Illinois is poised to become the 13th state in the U.S. to give terminally ill people an avenue to end their lives with the help of a doctor, now that a suburban state Senator's bill legalizing the process has received final approval in the state Legislature.
Aurora state Senate Democrat Linda Holmes says her interest in this issue started when she was a teenager, and her father died of lung cancer.
"That's a very difficult way to go, said Sen. Holmes (42nd District). "You see a vibrant six-foot-tall man waste away to 90-something pounds in the span of three and a half months."
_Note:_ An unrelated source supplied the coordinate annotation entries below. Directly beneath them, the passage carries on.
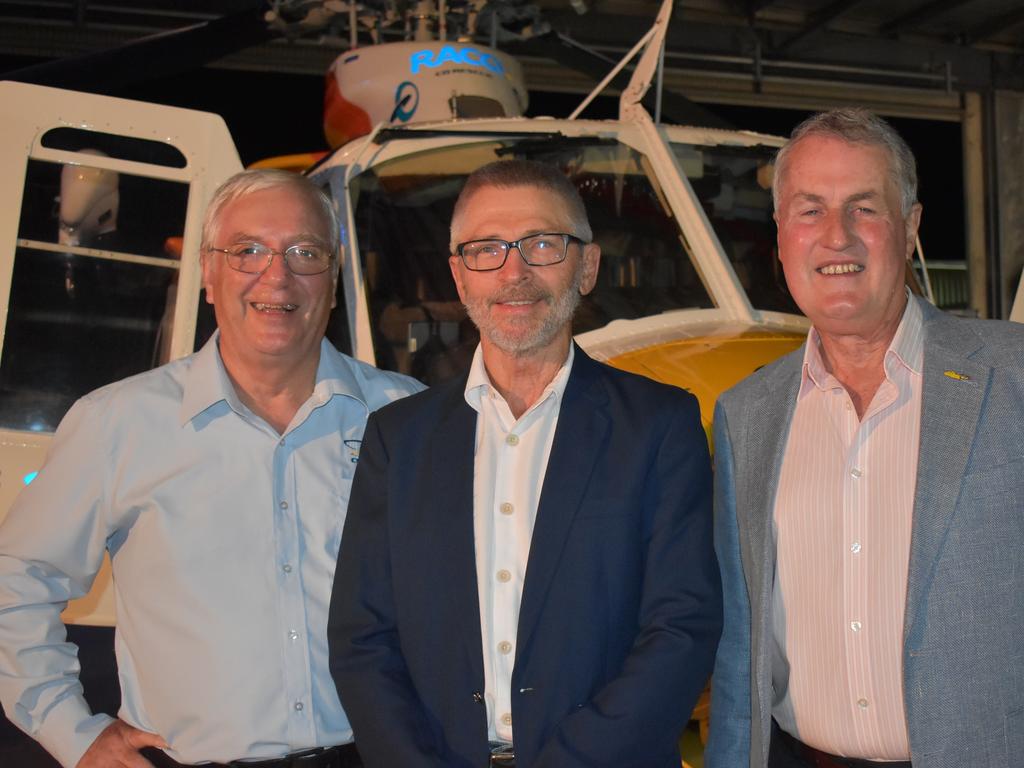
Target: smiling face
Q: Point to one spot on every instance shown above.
(843, 240)
(522, 309)
(273, 317)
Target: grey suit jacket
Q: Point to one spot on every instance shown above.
(964, 630)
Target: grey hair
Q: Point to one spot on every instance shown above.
(260, 179)
(860, 126)
(513, 173)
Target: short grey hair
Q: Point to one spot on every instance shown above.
(513, 173)
(260, 179)
(858, 126)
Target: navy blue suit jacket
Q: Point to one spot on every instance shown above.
(621, 609)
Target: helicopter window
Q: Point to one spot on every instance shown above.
(402, 211)
(733, 184)
(93, 287)
(122, 147)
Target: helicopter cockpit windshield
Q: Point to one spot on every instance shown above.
(402, 208)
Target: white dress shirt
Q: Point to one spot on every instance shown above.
(223, 537)
(510, 462)
(843, 520)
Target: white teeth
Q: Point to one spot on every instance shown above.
(841, 268)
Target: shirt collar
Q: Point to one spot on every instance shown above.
(905, 350)
(478, 384)
(207, 382)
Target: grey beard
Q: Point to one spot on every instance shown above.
(529, 338)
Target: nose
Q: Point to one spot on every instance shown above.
(839, 233)
(276, 270)
(515, 267)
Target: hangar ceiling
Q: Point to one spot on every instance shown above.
(910, 56)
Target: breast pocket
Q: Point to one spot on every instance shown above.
(1005, 481)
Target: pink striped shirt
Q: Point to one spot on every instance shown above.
(842, 523)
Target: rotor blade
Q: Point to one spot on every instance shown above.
(675, 108)
(150, 57)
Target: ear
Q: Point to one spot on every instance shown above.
(206, 261)
(335, 273)
(911, 224)
(591, 263)
(456, 265)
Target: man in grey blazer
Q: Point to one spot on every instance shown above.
(869, 496)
Her mother later died of pancreatic cancer ... and for the last two years, she's worked to pass a bill that she says will give some measure of control to a person who two doctors have confirmed has fewer than six months to live.
"It's the person themselves that wants it, it's the person themselves that administers the medication," Sen. Holmes says, noting that she's added numerous safeguards designed to prevent people from being coerced into ending their lives.
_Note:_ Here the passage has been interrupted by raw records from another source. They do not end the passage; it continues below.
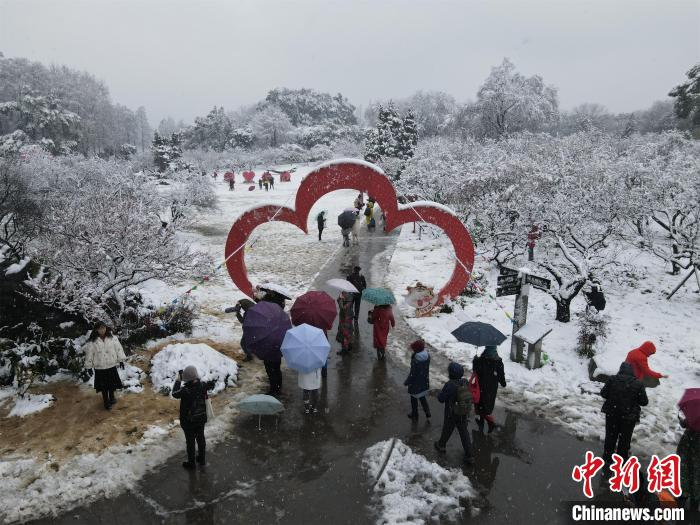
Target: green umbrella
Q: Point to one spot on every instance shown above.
(261, 404)
(378, 296)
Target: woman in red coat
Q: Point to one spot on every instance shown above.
(639, 357)
(382, 318)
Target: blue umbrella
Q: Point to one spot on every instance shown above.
(378, 296)
(264, 327)
(478, 334)
(305, 348)
(261, 404)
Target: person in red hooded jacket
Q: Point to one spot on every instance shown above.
(638, 358)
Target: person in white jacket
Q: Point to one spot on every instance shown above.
(310, 383)
(103, 353)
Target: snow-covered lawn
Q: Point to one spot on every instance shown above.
(211, 366)
(561, 390)
(411, 489)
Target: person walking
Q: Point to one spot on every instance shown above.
(418, 380)
(488, 368)
(240, 310)
(310, 383)
(639, 359)
(358, 281)
(345, 232)
(321, 223)
(192, 394)
(457, 398)
(103, 353)
(355, 230)
(689, 452)
(359, 201)
(382, 318)
(624, 396)
(344, 335)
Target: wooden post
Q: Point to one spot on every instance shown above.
(519, 318)
(534, 355)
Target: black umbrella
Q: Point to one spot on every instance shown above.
(347, 219)
(478, 334)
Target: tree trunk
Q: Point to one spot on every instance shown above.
(563, 310)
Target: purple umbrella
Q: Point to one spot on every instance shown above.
(690, 406)
(264, 327)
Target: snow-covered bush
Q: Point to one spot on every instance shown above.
(213, 367)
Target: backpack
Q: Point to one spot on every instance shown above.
(198, 409)
(463, 399)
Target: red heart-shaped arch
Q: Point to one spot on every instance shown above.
(361, 176)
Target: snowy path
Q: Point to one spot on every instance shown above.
(309, 470)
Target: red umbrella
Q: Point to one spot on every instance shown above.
(690, 406)
(315, 309)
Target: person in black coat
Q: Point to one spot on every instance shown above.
(358, 281)
(624, 396)
(192, 394)
(449, 396)
(418, 380)
(321, 223)
(488, 368)
(240, 310)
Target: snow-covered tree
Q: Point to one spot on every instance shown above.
(271, 125)
(508, 101)
(687, 95)
(306, 107)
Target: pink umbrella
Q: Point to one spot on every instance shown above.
(690, 406)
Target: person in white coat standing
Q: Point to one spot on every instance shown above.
(310, 383)
(103, 353)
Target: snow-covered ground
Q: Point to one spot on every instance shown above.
(561, 390)
(211, 366)
(411, 489)
(34, 486)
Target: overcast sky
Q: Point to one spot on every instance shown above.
(180, 58)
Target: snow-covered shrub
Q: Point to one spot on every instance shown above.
(213, 367)
(593, 328)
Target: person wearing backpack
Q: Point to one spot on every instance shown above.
(418, 380)
(488, 368)
(624, 396)
(457, 398)
(192, 394)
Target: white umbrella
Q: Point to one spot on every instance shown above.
(342, 285)
(273, 287)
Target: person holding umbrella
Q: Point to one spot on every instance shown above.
(321, 223)
(242, 306)
(381, 317)
(689, 449)
(264, 328)
(488, 368)
(624, 396)
(305, 349)
(418, 380)
(358, 280)
(344, 335)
"I always said this would be the last bill I ever carried 'cause I thought it was so controversial that if I ever passed it I'd never get elected again," she said, while pointing to surveys and feedback from constituents showing public support for end-of-life measures.
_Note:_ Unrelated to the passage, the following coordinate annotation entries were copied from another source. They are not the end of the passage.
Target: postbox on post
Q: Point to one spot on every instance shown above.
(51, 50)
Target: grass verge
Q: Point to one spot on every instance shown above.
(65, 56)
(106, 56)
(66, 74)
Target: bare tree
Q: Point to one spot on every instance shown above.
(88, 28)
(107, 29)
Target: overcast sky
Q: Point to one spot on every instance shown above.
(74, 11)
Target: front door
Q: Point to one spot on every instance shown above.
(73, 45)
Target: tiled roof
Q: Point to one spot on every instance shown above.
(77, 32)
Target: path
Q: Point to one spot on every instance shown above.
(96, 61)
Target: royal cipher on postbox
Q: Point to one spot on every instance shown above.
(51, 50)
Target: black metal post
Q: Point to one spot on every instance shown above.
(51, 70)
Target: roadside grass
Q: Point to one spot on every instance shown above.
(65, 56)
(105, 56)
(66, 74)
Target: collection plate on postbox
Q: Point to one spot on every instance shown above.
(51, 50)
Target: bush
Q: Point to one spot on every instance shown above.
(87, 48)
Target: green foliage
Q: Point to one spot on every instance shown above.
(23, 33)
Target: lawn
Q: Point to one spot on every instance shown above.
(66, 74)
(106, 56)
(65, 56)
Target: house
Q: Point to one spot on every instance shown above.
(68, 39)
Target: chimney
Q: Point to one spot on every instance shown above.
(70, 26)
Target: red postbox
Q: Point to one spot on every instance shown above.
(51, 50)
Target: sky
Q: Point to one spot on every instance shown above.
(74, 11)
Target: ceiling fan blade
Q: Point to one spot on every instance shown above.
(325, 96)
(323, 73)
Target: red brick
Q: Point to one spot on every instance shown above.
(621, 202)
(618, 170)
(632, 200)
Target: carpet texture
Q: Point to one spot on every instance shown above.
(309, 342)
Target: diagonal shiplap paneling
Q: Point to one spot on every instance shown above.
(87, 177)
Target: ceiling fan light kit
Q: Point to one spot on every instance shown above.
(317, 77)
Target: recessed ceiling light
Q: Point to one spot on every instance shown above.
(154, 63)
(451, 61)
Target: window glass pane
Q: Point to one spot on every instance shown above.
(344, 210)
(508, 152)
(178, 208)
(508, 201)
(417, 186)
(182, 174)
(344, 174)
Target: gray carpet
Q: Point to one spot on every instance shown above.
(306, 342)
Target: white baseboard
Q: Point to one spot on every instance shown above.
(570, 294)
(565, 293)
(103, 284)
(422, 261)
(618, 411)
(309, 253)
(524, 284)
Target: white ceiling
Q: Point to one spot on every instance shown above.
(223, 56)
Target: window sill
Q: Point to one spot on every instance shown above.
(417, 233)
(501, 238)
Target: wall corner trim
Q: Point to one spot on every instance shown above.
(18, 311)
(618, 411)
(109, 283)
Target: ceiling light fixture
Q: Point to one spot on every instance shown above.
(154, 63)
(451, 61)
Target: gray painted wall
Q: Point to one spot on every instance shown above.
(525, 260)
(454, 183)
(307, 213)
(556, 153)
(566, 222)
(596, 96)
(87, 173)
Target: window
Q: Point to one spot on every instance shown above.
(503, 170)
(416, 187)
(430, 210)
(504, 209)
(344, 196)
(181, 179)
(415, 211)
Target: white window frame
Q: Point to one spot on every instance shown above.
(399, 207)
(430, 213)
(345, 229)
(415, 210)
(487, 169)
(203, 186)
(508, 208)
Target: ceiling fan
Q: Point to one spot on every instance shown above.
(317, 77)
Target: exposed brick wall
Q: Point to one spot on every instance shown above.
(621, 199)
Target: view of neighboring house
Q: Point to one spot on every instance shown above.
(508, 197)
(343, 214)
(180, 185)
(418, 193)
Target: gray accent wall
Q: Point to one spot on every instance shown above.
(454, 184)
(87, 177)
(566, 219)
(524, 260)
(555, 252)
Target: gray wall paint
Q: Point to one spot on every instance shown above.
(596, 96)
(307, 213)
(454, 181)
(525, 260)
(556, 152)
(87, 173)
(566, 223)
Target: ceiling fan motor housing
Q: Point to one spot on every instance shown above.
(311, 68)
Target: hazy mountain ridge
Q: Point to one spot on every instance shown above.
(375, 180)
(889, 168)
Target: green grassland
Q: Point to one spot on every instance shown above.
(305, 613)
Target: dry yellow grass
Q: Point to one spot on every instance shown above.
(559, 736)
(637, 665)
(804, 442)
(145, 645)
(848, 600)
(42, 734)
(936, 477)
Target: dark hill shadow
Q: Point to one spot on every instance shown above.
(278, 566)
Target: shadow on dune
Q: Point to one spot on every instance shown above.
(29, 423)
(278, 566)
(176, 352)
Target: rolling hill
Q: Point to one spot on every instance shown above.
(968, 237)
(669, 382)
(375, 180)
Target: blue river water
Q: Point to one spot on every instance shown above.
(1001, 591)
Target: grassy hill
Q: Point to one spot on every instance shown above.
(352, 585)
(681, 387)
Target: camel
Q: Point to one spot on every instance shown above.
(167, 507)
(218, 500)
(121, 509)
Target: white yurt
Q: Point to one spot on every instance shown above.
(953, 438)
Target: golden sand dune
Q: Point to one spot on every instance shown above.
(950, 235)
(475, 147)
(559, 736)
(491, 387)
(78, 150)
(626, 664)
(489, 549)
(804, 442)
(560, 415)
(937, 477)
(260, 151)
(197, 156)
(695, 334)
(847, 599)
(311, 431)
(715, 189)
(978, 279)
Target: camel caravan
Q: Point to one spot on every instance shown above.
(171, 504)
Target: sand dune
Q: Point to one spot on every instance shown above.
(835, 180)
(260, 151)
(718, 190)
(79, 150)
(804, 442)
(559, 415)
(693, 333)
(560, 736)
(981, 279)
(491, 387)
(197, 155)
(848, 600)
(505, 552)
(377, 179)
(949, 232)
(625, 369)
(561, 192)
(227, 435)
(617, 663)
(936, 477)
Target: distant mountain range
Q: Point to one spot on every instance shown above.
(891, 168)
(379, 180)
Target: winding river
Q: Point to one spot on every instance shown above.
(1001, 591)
"People don't want to watch their loved ones suffer," she said.
But Barbara Lyons from the Patients Rights Action Fund says the provisions in the bill are not strong enough to prevent people from being coerced into ending their lives.
"It puts very vulnerable people at risk - most certainly those with disabilities and older people," Lyons said, while citing cases in other states in which young women with anorexia and other non-terminal illnesses were prescribed end-of-life drugs.
"Those are the types of people that we're concerned about, and no matter what Senator Holmes says, will not be protected from the law that just passed in Illinois," she said.
Her group is calling for expansion of hospice and similar care to make patients' lives more comfortable.
Governor Pritzker is expected to sign the end-of-life bill into law.